Research on Autonomous Maneuvering Decision of UCAV based on Approximate Dynamic Programming

TL;DR

This paper develops an approximate dynamic programming method enabling UCAVs to make real-time, autonomous maneuvering decisions in complex air combat scenarios by learning strategies through reinforcement learning without explicit rules.

Contribution

It introduces a novel approximate dynamic programming framework with feature selection and function approximation for autonomous UCAV maneuvering in 3D air combat environments.

Findings

Effective in real-time decision making

Handles high-dimensional combat scenarios

Learns strategies without explicit rules

Abstract

Unmanned aircraft systems can perform some more dangerous and difficult missions than manned aircraft systems.

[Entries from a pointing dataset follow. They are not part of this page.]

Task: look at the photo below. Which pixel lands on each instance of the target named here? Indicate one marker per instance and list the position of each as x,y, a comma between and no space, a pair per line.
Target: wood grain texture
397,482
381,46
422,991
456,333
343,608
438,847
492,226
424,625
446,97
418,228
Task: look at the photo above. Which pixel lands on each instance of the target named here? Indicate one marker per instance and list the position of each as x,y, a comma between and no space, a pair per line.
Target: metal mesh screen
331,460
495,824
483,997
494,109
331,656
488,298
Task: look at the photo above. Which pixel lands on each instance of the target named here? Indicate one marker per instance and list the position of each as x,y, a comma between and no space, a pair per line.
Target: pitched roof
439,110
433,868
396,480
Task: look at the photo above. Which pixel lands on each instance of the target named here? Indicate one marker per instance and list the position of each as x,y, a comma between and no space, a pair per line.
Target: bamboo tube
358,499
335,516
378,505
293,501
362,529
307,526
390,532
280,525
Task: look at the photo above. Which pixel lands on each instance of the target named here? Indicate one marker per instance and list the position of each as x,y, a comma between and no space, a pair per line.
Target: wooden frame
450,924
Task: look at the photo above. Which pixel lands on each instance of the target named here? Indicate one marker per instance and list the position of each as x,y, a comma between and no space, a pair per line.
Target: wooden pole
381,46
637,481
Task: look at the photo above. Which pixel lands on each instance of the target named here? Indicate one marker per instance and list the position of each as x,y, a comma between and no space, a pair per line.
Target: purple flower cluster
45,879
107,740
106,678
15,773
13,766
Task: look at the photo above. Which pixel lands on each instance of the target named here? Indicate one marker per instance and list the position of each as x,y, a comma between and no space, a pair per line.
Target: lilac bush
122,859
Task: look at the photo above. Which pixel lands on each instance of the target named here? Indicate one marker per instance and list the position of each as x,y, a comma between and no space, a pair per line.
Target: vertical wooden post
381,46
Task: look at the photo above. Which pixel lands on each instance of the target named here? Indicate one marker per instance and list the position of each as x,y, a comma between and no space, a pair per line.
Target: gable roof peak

In some highly complicated and changeable tasks, such as air combat, the maneuvering decision mechanism is required to sense the combat situation accurately and make the optimal strategy in real-time. This paper presents a formulation of a 3-D one-on-one air combat maneuvering problem and an approximate dynamic programming approach for computing an optimal policy on autonomous maneuvering decision making. The aircraft learns combat strategies in a Reinforcement Leaning method, while sensing the environment, taking available maneuvering actions and getting feedback reward signals. To solve the problem of dimensional explosion in the air combat, the proposed method is implemented through feature selection, trajectory sampling, function approximation and Bellman backup operation in the air combat simulation environment. This approximate dynamic programming approach provides a fast response to a rapidly changing tactical situation, learns in long-term planning, without any explicitly coded air combat rule base.